Adapt the memory pre-allocation for the GPU. This is done in `/etc/security/limits.conf` by adding lines at the end:
```
# /etc/security/limits.conf
*    soft memlock 20000000
*    hard memlock 20000000
@kvm soft memlock unlimited
@kvm hard memlock unlimited
```
The value is given in Kb, here 20 GB for all users, and unlimited for group `kvm`. Perhaps this 20 GB value should match the internal GPU memory.
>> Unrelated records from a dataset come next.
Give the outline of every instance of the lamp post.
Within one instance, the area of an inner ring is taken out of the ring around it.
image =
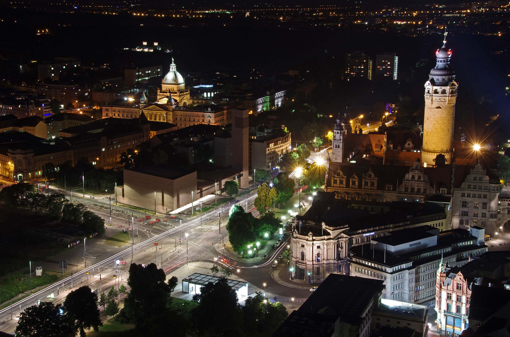
[[[184,236],[186,237],[186,261],[188,261],[188,233],[185,233]]]

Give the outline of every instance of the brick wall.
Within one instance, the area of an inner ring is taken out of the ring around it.
[[[172,180],[124,170],[124,196],[121,189],[117,190],[117,198],[121,203],[154,210],[155,187],[157,212],[178,208],[191,202],[192,190],[196,192],[196,172]]]

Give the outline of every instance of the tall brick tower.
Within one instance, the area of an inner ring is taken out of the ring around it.
[[[232,168],[242,174],[237,181],[241,187],[248,185],[249,113],[247,109],[232,110]]]
[[[450,68],[451,49],[446,48],[446,34],[443,46],[436,52],[436,63],[425,83],[425,118],[422,161],[435,164],[436,156],[442,153],[446,163],[453,154],[453,122],[457,83],[455,72]]]
[[[333,129],[333,139],[332,141],[331,161],[342,162],[344,159],[344,127],[340,122],[340,114],[338,114],[337,124]]]

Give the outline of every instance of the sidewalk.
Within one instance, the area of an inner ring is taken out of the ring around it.
[[[187,277],[194,273],[200,273],[201,274],[212,275],[213,273],[211,270],[209,270],[209,268],[212,267],[213,264],[213,263],[210,262],[190,262],[187,265],[183,266],[176,270],[167,274],[166,276],[167,280],[173,276],[177,277],[177,278],[179,279],[179,281],[177,284],[177,287],[175,287],[175,290],[174,290],[173,293],[172,293],[172,296],[173,297],[177,297],[178,298],[182,298],[183,299],[191,301],[192,300],[192,298],[193,297],[193,295],[188,293],[183,292],[183,279]],[[217,273],[216,275],[217,276],[218,275],[218,274]],[[220,273],[219,275],[221,275],[221,273]],[[228,278],[230,279],[239,280],[244,282],[247,282],[247,281],[243,279],[242,277],[240,277],[239,276],[236,275],[236,273],[233,274],[228,277]],[[267,297],[268,300],[270,302],[274,302],[274,297],[275,295],[274,294],[270,294],[264,289],[261,289],[261,288],[256,287],[251,284],[248,283],[248,296],[252,297],[254,296],[255,295],[255,293],[257,292],[260,292],[263,294],[265,293],[266,296]],[[291,297],[278,295],[276,295],[276,301],[282,303],[286,308],[287,308],[287,311],[289,313],[292,313],[294,310],[297,310],[307,299],[306,298],[294,298],[293,303],[293,301],[291,300]],[[241,304],[244,304],[244,301],[246,299],[246,297],[247,297],[247,296],[240,298],[239,299],[239,303]]]
[[[285,233],[282,235],[282,236],[285,235]],[[236,255],[236,254],[234,252],[230,252],[226,249],[223,249],[220,245],[215,245],[215,248],[218,253],[224,255],[228,257],[229,259],[233,260],[235,261],[238,261],[238,262],[243,262],[244,263],[256,263],[257,262],[260,262],[261,261],[267,261],[267,259],[264,260],[264,256],[266,254],[268,255],[271,255],[271,247],[273,246],[273,245],[275,244],[279,239],[280,236],[279,234],[275,234],[273,235],[273,238],[267,241],[267,243],[266,245],[264,246],[260,250],[257,251],[257,256],[256,258],[253,258],[251,259],[243,259],[242,257]],[[227,240],[228,237],[227,236],[225,238],[225,240]],[[225,242],[228,242],[228,241],[225,241]],[[278,247],[279,248],[279,247]]]

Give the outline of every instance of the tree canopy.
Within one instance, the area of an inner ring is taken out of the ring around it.
[[[166,276],[163,269],[158,269],[154,263],[145,267],[132,263],[129,274],[128,285],[131,290],[124,305],[126,313],[133,321],[140,321],[157,315],[165,308],[171,289],[165,282]]]
[[[74,337],[76,330],[69,317],[60,313],[61,304],[41,302],[25,309],[15,332],[23,337]]]
[[[253,216],[247,213],[239,205],[234,209],[228,217],[226,228],[228,233],[228,240],[232,248],[240,254],[246,246],[254,242],[256,237],[253,232]]]
[[[192,313],[193,326],[199,335],[221,336],[228,330],[244,334],[237,294],[226,279],[202,286],[193,300],[199,303]]]
[[[257,170],[255,171],[255,181],[267,181],[271,178],[271,175],[265,170]]]
[[[267,184],[264,183],[257,188],[257,198],[253,201],[253,205],[257,207],[259,213],[263,214],[267,208],[270,209],[274,206],[278,192],[275,187],[270,188]]]
[[[81,337],[85,336],[85,329],[98,331],[103,326],[97,308],[97,295],[92,292],[88,286],[80,287],[67,295],[64,301],[66,314],[74,321]]]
Do something similar when Apache starts with SystemD e.g. in `/etc/systemd/system/multi-user.target.wants/apache2.service`
```
# /etc/systemd/system/multi-user.target.wants/apache2.service
[Service]
...
LimitMEMLOCK=infinity
```

It is also possible (and recommended) to configure the Apache service without modifying the whole systemd script. Just use:

    sudo systemctl edit apache2.service

and enter the content of the 'override' file /etc/systemd/system/apache2.service.d/override.conf

```
# /etc/systemd/system/apache2.service.d/override.conf
[Service]
LimitMEMLOCK=infinity
```



#### IOMMU groups (group not viable)

The GPU are attached to physical PCI connectors, which arrangement is handled by the system with a topology seen in the IOMMU groups. But, in order for QEMU/KVM to pass-through a device (GPU), it must be bound to a single IOMMU. In case the GPU is part of an IOMMU with other stuff in, *all* these must also be detached via the VFIO driver. 

Then you will see error messages such as
```
group 60 is not viable
Please ensure all devices within the iommu_group are bound to their vfio bus driver.

```

First check that indeed your GPU are not alone in their IOMMU group. The following command displays the IOMMU groups and the attached devices.
```
for d in /sys/kernel/iommu_groups/*/devices/*; do n=${d#*/iommu_groups/*}; n=${n%%/*}; printf 'IOMMU Group %s ' "$n"; lspci -nns "${d##*/}"; done;
```

The first step is to make sure that you have included both the video *and* audio parts from the GPU. These usually go together in the same IOMMU group, and thus should be attached to `vfio-pci` in files `/etc/default/grub` and `/etc/modprobe.d/vfio.conf`. In case the faulty IOMMU group also contains other components, 
you may decide to add them into these two grub/modprobe files as well.

If the issue persists, you may physically move the GPU cards to other PCI-slots in order to find better arrangements. But this is not always effective, nor possible. 

You can further allow your BIOS to shuffle a little the IOMMU groups with the settings (for AMD CPU's), e.g.:

- mode NUMA BIOS/AMD CBS/DF/Memory addressing/NBS4
- mode BIOS/AMD CBS/NBIO/PCIe ARI=Enabled
- mode BIOS/AMD CBS/NBIO/IOMMU=Enabled

Last, when all this fails, a definitive solution for kernels below 6.x is to use a special patch for the Linux kernel, known as `pcie_acs_override`. You will need to use a special kernel from e.g. https://liquorix.net/#install Make sure you get the same Linux kernel version as the one you currently run, so that GPU drivers (NVIDIA) are compatible. On a Debian system, you would for instance add `deb http://liquorix.net/debian bullseye main` to `/etc/apt/sources.list`, and issue:
```
sudo apt install linux-headers-5.10.0-17.1-liquorix-amd64 linux-image-5.10.0-17.1-liquorix-amd64`
```

And finally add into the `/etc/default/grub`
```
GRUB_CMDLINE_LINUX_DEFAULT= ... pcie_acs_override=downstream,multifunction
```
and reboot. Now there should be one IOMMU group per device.